Mario Amaya (October 6, 1933[1] – June 29, 1986) was an American art critic, museum director and magazine editor, and (1972–1976) director of the New York Cultural Center and (1976–1979) the Chrysler Museum of Art in Norfolk, Virginia. He was also (1969–1972) the chief curator of the Art Gallery of Ontario and the founding editor of London's Art and Artists magazine. He studied Art Nouveau for 35 years, for some of this time under the teaching of the artist Mark Rothko.

Background[edit]

Mario Anthony Amaya[1] was born in Brooklyn in 1933. After graduating from Brooklyn College in 1958, he travelled to England and was from 1962 to 1968 the assistant editor of the Royal Opera House magazine About the House.

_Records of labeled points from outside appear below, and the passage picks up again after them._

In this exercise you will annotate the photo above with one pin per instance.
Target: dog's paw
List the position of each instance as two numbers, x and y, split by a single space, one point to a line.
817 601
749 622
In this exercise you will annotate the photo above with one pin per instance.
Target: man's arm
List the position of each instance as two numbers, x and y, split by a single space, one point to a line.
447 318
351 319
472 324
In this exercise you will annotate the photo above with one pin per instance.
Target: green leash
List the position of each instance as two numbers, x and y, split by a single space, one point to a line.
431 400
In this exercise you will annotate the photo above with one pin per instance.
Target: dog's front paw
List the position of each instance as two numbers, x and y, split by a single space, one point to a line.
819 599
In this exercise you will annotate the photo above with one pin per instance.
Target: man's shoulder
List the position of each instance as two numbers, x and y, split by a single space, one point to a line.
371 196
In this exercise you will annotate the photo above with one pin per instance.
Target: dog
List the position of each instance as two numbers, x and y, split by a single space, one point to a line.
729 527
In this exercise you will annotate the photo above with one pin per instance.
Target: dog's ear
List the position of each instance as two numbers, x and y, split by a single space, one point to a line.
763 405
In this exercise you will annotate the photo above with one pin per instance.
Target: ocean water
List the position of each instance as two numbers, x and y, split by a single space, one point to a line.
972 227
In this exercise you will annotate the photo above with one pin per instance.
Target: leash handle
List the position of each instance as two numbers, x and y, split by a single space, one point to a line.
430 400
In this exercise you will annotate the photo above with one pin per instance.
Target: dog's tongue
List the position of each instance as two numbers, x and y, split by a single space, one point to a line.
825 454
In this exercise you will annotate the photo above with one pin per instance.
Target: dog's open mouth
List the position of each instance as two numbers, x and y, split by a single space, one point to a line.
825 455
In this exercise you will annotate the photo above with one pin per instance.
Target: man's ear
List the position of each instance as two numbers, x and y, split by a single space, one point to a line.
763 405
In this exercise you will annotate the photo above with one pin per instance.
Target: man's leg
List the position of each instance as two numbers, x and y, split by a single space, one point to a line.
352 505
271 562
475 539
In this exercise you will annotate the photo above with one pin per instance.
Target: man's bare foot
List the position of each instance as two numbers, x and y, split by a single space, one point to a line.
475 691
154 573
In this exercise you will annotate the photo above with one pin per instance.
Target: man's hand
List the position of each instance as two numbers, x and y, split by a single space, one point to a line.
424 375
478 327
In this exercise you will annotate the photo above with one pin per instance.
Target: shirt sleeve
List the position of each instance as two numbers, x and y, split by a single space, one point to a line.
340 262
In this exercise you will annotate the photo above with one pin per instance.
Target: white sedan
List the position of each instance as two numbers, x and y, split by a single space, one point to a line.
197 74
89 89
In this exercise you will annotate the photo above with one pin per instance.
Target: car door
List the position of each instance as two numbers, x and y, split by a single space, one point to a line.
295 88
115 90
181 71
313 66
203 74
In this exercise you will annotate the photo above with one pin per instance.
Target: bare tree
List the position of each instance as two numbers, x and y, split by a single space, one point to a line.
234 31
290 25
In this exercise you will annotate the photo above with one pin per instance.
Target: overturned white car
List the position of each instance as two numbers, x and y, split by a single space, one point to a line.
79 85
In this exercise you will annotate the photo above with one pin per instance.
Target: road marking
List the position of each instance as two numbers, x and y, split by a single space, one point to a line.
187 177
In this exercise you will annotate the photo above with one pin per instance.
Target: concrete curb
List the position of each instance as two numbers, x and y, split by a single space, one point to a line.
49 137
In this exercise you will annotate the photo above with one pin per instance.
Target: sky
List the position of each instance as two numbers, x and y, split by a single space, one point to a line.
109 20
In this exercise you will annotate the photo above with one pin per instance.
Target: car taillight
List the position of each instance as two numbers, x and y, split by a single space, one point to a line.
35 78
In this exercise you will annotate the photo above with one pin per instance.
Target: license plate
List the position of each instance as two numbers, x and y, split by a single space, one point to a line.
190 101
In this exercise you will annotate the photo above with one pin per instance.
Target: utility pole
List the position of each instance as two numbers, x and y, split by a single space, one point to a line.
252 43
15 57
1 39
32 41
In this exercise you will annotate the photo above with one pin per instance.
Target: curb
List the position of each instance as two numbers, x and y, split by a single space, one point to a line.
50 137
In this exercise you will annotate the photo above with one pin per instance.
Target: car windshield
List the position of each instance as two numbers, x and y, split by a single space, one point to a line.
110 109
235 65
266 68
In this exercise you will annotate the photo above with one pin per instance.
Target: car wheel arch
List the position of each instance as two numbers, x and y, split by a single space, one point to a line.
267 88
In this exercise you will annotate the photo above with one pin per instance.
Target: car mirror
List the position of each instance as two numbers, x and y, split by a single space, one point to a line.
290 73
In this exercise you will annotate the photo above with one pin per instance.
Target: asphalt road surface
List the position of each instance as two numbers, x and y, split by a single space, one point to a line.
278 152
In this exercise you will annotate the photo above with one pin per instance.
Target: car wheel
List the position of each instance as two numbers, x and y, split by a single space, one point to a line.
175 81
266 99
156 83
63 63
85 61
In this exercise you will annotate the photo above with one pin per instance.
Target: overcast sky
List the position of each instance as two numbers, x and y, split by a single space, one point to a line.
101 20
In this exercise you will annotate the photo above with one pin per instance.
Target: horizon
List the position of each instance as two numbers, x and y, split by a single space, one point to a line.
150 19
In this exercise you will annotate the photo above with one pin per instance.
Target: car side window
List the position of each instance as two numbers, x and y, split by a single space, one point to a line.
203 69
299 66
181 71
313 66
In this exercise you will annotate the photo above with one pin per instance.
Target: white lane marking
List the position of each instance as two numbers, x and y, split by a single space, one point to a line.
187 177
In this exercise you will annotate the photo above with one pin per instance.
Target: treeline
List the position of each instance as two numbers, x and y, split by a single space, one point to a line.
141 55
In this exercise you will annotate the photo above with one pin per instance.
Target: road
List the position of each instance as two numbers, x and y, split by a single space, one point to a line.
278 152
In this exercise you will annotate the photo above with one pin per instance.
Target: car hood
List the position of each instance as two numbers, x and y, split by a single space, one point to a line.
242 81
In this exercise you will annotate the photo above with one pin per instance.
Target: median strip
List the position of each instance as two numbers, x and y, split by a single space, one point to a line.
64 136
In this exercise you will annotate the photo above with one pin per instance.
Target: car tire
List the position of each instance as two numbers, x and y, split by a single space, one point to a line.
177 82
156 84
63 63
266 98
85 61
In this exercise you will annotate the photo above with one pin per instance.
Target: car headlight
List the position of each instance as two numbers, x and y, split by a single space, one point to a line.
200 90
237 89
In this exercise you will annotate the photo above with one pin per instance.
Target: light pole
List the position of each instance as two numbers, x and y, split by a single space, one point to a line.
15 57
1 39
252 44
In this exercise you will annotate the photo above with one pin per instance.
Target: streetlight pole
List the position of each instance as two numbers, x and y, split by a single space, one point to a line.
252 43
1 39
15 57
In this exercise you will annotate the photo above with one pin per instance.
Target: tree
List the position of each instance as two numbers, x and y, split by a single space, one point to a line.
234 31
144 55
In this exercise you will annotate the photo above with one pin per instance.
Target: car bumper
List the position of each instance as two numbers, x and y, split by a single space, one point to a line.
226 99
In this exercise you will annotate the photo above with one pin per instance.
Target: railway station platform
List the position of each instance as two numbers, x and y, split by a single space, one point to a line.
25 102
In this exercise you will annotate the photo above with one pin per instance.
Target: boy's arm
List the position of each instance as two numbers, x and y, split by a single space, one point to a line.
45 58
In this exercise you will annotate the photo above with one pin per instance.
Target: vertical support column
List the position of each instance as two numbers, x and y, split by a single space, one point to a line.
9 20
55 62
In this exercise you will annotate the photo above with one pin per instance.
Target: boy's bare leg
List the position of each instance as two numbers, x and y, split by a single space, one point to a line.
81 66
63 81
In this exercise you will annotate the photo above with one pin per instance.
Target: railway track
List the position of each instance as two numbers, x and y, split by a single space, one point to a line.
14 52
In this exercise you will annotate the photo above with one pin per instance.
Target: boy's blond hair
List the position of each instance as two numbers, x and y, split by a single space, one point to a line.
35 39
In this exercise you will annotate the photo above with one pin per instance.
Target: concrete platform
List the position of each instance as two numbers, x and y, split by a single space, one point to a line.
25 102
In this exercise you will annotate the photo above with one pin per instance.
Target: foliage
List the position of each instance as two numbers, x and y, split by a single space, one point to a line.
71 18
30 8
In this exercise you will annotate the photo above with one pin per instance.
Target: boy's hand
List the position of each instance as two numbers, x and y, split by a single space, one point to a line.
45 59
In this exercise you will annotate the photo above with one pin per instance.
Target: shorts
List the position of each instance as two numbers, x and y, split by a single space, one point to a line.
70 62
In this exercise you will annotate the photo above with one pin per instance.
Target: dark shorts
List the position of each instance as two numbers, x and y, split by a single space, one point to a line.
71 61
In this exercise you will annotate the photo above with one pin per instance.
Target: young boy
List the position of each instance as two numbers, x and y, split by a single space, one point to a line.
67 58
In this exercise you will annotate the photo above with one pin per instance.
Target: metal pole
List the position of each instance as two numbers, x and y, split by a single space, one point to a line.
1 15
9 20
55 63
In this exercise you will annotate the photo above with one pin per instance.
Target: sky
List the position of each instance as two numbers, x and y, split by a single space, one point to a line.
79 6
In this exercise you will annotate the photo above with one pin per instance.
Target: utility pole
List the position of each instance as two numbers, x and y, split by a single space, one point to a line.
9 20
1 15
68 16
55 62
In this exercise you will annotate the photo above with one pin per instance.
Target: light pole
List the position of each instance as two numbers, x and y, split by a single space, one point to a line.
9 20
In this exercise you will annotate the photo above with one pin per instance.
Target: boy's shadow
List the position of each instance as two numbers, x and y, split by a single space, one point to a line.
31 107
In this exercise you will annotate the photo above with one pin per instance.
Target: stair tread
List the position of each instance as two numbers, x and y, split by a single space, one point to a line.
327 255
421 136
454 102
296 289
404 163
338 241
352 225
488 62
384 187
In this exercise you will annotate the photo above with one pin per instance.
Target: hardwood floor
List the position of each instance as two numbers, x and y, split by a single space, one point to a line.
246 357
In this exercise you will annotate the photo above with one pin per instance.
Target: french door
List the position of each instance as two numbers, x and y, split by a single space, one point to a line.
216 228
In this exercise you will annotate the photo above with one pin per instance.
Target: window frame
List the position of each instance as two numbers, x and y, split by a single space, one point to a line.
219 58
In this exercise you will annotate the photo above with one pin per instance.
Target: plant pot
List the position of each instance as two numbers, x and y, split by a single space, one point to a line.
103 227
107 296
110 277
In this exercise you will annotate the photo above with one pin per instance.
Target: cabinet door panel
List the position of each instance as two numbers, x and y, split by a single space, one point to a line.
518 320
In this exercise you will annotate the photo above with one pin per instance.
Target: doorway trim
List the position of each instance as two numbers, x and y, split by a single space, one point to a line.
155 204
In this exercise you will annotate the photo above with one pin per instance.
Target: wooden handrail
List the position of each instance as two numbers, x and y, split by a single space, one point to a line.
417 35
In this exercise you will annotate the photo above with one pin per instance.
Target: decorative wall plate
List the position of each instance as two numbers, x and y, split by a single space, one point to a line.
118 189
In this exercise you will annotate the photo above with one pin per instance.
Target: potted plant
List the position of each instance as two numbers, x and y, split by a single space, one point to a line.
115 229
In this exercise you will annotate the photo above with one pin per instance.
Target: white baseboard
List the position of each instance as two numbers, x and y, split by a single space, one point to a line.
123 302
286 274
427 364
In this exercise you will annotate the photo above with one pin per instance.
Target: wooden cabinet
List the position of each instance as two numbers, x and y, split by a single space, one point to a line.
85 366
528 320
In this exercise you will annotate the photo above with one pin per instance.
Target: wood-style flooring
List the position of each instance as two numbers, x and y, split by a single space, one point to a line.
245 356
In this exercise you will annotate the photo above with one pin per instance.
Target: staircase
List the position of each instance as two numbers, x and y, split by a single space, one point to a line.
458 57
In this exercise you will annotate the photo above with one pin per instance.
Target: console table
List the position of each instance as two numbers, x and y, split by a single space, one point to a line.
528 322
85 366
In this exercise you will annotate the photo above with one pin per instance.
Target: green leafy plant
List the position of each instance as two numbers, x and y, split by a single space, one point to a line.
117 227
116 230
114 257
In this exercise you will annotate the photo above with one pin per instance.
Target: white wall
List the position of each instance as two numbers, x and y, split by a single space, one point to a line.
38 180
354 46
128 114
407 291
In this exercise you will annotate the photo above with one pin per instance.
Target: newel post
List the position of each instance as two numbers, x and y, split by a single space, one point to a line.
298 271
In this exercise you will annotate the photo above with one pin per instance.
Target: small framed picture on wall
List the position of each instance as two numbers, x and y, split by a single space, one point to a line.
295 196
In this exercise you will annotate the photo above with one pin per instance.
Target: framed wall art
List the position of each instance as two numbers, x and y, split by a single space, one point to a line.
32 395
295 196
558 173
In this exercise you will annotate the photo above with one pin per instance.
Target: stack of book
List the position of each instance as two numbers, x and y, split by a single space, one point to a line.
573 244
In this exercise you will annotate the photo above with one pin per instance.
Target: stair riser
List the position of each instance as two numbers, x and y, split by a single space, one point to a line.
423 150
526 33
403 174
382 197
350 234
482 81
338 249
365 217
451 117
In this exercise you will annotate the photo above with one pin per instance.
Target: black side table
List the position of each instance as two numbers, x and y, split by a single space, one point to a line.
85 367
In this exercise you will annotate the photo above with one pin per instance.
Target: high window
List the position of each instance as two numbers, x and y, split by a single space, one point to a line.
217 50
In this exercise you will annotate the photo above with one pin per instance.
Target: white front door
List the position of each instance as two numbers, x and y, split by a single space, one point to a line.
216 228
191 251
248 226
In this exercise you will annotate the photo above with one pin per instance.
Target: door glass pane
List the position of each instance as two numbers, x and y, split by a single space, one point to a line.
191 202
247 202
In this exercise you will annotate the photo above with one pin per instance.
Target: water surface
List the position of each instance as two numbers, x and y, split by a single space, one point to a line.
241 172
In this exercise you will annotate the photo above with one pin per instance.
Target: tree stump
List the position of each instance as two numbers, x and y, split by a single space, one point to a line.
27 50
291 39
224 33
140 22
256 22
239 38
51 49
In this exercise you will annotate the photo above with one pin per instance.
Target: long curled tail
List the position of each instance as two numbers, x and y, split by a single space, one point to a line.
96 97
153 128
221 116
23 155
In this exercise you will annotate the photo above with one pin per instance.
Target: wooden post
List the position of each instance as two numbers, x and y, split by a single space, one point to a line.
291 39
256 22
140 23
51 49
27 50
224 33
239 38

While still in England he was (from 1965–1968) the (founding) editor of Art and Artists magazine.

Shooting[edit]

On June 3, 1968, Amaya was in Andy Warhol's office when radical feminist Valerie Solanas opened fire and shot both him and Warhol. Amaya, 34 at the time, was discharged from hospital after receiving treatment of bullet grazes on his back.

Curatorial work[edit]

While in his curatorial positions he mounted major exhibitions of Art Nouveau. Examples include "Realism Now" (1972), "Blacks: USA" (1973), "Women Choose Women" (1973), and "Bouguereau" (organized with Robert Isaacson, 1975); he also arranged a retrospective of photographer Man Ray (1975). When he became the director of the New York Cultural Center in 1972, he helped strengthen the Center's position as one of the liveliest of New York's museums at the time. Amaya used his position at the Cultural Center to house over 150 shows in three years. Amaya also contributed to many galleries, and lectured and acted as a visiting professor at the State University of New York at Buffalo.

Writings[edit]

Amaya wrote books on art. Pop As Art: A Survey of the New Super Realism (1965), Art Nouveau (1966), and Tiffany Glass.

In the early 1970s, when living in London, Mario Amaya was engaged in research for a proposed biography of Lee Miller (with which she co-operated), but the project came to nothing.

Death[edit]

Amaya died from complications of AIDS on June 29, 1986, in hospital in Kensington and Chelsea, London,[1] at the age of 52.

References[edit]

Notes
Sources
  • Amaya, Mario. Art Nouveau. Studio Vista, Ltd., London, 1966;
  • Bourdon, D. "New York Museum Crisis: Two Bite Dust." Art in America, vol.63, No.5, 1975;
  • Russell, John. "Mario Amaya, 52, Art Critic, Editor and Museum Director," The New York Times June 30, 1986;
  • Russell, John. "Obituary," Art in America, vol.74, 1986;
  • The Globe and Mail No. 36968, June 4, 1968.